Let $f(x) \in \mathbb{Z}[x]$ and suppose $f(\omega^j) \in \mathbb{Z}$ for all $j= 1, \dots, n$ where $\omega = e^{2 \pi i/n}$ is a primitive $n^{\text{th}}$ root of unity.
Computational evidence suggests
$$ f(\omega^{p^e}) \equiv f(\omega^{p^{e-1}}) (\text{mod } p^e), $$ for all primes $p$ and positive integers $e \geq 1$.
Is there a proof, or a counterexample?
Note that by Euler's theorem, for every $a \in \mathbb{Z}$ such that $\text{gcd}(a,n) = 1$ we have $$ a^{\phi(n)} \equiv 1 (\text{mod }n), $$ where $\phi(n) = |\{ k \in [n] : \text{gcd}(n,j) = 1 \}|$ denotes Euler's totient function.
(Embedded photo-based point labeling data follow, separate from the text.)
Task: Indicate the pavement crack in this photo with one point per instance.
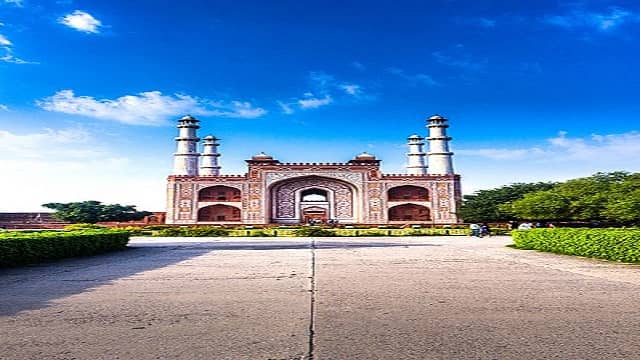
(312, 302)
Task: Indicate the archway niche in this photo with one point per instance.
(219, 213)
(409, 212)
(293, 198)
(408, 193)
(314, 195)
(219, 193)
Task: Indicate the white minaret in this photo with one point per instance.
(439, 155)
(209, 157)
(185, 160)
(417, 164)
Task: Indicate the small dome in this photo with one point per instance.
(188, 118)
(365, 156)
(261, 156)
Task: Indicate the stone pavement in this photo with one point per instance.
(323, 298)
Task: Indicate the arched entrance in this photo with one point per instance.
(318, 198)
(219, 213)
(408, 193)
(409, 212)
(219, 193)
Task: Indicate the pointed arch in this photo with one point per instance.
(408, 193)
(219, 213)
(409, 212)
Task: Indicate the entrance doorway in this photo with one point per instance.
(315, 215)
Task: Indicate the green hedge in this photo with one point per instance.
(216, 231)
(21, 248)
(610, 244)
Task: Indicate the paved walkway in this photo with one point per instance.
(341, 298)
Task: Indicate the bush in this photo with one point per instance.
(200, 231)
(156, 227)
(18, 248)
(610, 244)
(84, 226)
(137, 231)
(314, 232)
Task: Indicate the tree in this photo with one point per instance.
(484, 205)
(624, 201)
(94, 211)
(539, 205)
(604, 197)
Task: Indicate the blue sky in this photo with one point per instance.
(90, 90)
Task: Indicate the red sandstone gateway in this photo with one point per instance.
(354, 192)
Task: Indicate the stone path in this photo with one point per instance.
(341, 298)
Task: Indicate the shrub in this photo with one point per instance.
(156, 227)
(200, 231)
(18, 248)
(137, 231)
(314, 232)
(610, 244)
(83, 226)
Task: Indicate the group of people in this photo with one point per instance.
(480, 230)
(529, 226)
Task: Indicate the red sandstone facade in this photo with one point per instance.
(271, 192)
(292, 193)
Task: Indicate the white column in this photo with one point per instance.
(209, 157)
(185, 160)
(440, 158)
(417, 164)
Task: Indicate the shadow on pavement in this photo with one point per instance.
(273, 245)
(37, 286)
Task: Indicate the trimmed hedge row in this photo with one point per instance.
(205, 231)
(610, 244)
(22, 248)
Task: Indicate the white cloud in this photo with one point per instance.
(351, 89)
(146, 108)
(596, 148)
(8, 57)
(602, 21)
(4, 41)
(414, 79)
(47, 144)
(488, 23)
(459, 60)
(286, 108)
(81, 21)
(71, 164)
(557, 159)
(358, 66)
(314, 102)
(17, 3)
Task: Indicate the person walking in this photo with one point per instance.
(475, 229)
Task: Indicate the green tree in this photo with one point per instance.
(610, 197)
(94, 211)
(539, 205)
(623, 205)
(484, 205)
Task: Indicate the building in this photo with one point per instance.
(352, 192)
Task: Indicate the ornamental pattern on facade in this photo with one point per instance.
(350, 192)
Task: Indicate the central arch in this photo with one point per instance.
(299, 199)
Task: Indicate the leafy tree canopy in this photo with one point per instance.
(94, 211)
(612, 197)
(484, 205)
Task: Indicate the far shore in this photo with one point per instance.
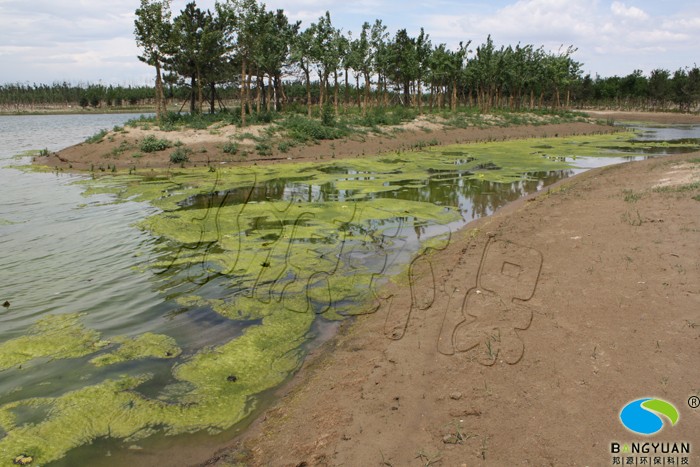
(119, 149)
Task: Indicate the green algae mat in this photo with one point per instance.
(268, 250)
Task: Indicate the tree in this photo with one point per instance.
(152, 31)
(301, 55)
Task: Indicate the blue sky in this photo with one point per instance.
(92, 40)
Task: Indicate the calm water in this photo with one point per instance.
(62, 252)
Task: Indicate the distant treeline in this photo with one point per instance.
(257, 60)
(244, 46)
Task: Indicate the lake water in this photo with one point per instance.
(63, 253)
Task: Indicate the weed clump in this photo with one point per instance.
(180, 155)
(152, 144)
(230, 148)
(304, 129)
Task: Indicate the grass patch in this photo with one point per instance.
(263, 149)
(230, 148)
(678, 188)
(304, 129)
(285, 146)
(152, 144)
(630, 196)
(180, 155)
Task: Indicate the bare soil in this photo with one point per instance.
(205, 147)
(516, 344)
In particular if $n = p^e$, then $\phi(p^e) = p^e-p^{e-1}$ so
$$ a^{p^e-p^{e-1}} \equiv 1 (\text{mod }p^e), $$ whenever $\text{gcd}(a,p) = 1$.
Thus by modular arithmetic we can move the modulo inside the argument and get
$$ f(x^{p^e}) = f(x^{p^e-p^{e-1}} x^{p^{e-1}}) \equiv f(x^{p^{e-1}}) (\text{mod } p^e). $$
Therefore the congruence holds for all integer polynomials at all integer points relatively prime to $p$. My question is if this congruence can be lifted to $n^{\text{th}}$ roots of unity if $f(x)$ takes integer values at all $n^{\text{th}}$ roots of unity?
By the way, if $f(\omega^j) \in \mathbb{Z}$, then it is well-known that $f(\omega^j) \in \mathbb{Z}[\omega + \omega^{-1}]$, so (ignoring the constant term) $f(x)$ has palindromic coefficients.